I don’t think Grandma’s house was cluttered though. I suspect she didn’t acquire new stuff at the rate we do these days. But there are certainly things in my house reminiscent of her and her own collection of ‘stuff.’ I always admired her china cabinet filled with pretty things. While the memory of the specifics is probably faulty, the overall impression – crystal salt dishes, miniature tea sets, china cups – sure sticks and I’ve wanted one like it as long as I can remember. So now I do have a china cabinet myself, filled with just those kinds of things. It's getting full though. I can't bear to part with anything in it...
I also keep a glass jar for pretzels on my kitchen counter in her honor - since that was her habit too. (And so that I can eat pretzels more readily, of course…) And I have her berry bucket – which I used to pick blueberries during all those years in Alaska. That is stuff that I’ll never part with, no matter how cluttered things get.
Instead of ‘stuff-keeping,’ I’d have liked to inherit her kindness, her humor, her quick and sharp intellect, her patience and her charity. I know my mother got those ‘genes’ in abundance – along with the 'collecting stuff' one of course. Maybe it was a 'clustered inheritance' and there is hope for the other qualities too.
Certainly the jury’s still out on the rest of the ‘cluster’ for now. If we're eventually remembered for those things, we’ll credit them to Grandma. But I'm afraid that today, at least, we are just blaming her for our Excess Stuff.
That’s our story, and we’re sticking to it.
3 Comments:
Cathy, since I don't know what those tags mean, I'll just tell you this is your cousin Joan and I liked your comments on Grandma. You're right--she did NOT acquire stuff the way people today do. She came into her own way before the Depression, by the way--try growing up with an alcoholic father who spent his paycheck at the bar before he got it home. I think her mother's parents had to help the family out quite often. By the time the Depression came along she was an old hand at stretching a dollar--or a quarter. Liked your description of your china closet! Yes, Susie and I have some stuff of hers we like, too--and I even have her 1950's Electrolux, which I still use!!! Talk about inheritance!

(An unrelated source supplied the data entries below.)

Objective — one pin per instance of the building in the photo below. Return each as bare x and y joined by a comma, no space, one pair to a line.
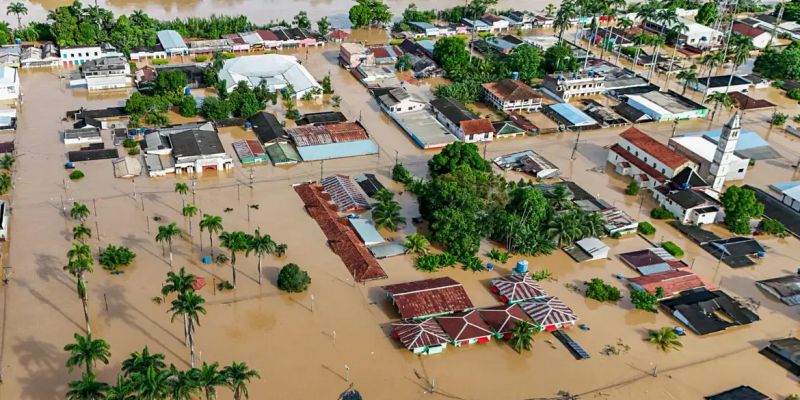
511,95
461,122
195,151
9,84
111,72
172,42
428,298
275,70
784,288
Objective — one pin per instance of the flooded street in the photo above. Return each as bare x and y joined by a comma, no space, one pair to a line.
302,354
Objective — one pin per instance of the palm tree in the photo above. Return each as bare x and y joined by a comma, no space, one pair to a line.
79,211
208,378
213,224
87,351
182,188
190,306
237,376
688,76
261,245
18,9
87,388
522,336
416,243
165,234
79,263
235,242
81,232
189,211
665,338
387,215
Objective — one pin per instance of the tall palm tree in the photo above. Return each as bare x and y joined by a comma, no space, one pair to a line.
81,233
209,378
79,263
189,211
189,305
235,242
262,245
237,376
212,224
18,9
86,351
165,234
79,211
688,76
665,338
522,336
416,243
87,388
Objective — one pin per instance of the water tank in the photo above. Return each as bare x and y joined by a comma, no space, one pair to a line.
522,267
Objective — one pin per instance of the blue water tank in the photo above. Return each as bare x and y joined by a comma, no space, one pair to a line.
522,267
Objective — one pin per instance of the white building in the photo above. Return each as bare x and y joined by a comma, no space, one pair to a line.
9,84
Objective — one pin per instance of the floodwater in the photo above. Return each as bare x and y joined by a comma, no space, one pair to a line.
302,349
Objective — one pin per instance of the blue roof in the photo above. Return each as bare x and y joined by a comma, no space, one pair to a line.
170,40
338,150
573,115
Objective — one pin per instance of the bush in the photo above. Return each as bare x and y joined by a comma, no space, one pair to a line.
643,300
646,228
672,248
633,188
114,257
661,213
598,290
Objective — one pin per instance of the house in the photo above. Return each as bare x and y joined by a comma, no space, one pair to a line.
422,337
461,122
9,84
172,42
110,72
549,313
784,353
672,282
267,128
465,328
397,100
503,318
511,95
701,311
195,151
517,288
428,298
784,288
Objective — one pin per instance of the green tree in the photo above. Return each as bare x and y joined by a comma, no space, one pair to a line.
522,336
235,242
165,235
665,339
237,377
293,279
86,351
741,205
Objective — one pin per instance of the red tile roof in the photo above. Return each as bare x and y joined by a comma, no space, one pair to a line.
673,281
477,126
654,148
429,297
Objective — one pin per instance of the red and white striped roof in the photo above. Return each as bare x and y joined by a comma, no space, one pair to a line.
415,334
518,287
549,311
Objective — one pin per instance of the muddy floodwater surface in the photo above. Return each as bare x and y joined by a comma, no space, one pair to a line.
302,350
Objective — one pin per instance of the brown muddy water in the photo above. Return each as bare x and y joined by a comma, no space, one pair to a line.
295,349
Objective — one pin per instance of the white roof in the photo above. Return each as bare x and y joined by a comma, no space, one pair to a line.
277,70
702,147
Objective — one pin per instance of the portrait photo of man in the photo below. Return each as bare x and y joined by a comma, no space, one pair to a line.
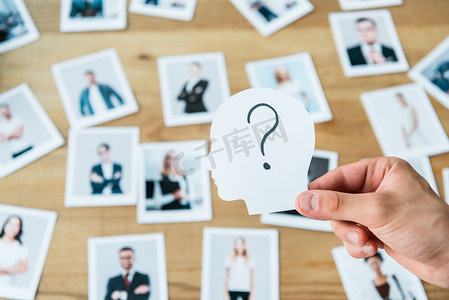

Thank you for 'weighing in' on Grandma, Joan, and adding your knowledge about her. She was a remarkable woman and I have a lot of stories about her that I'd love to have expanded! She'll likely be a future topic as well. And thank you also for reading - and letting me know you are reading - my blog - it's very nice to hear from you!
Joan, I hope you share more stories with us. It was great to learn something new about Grandma!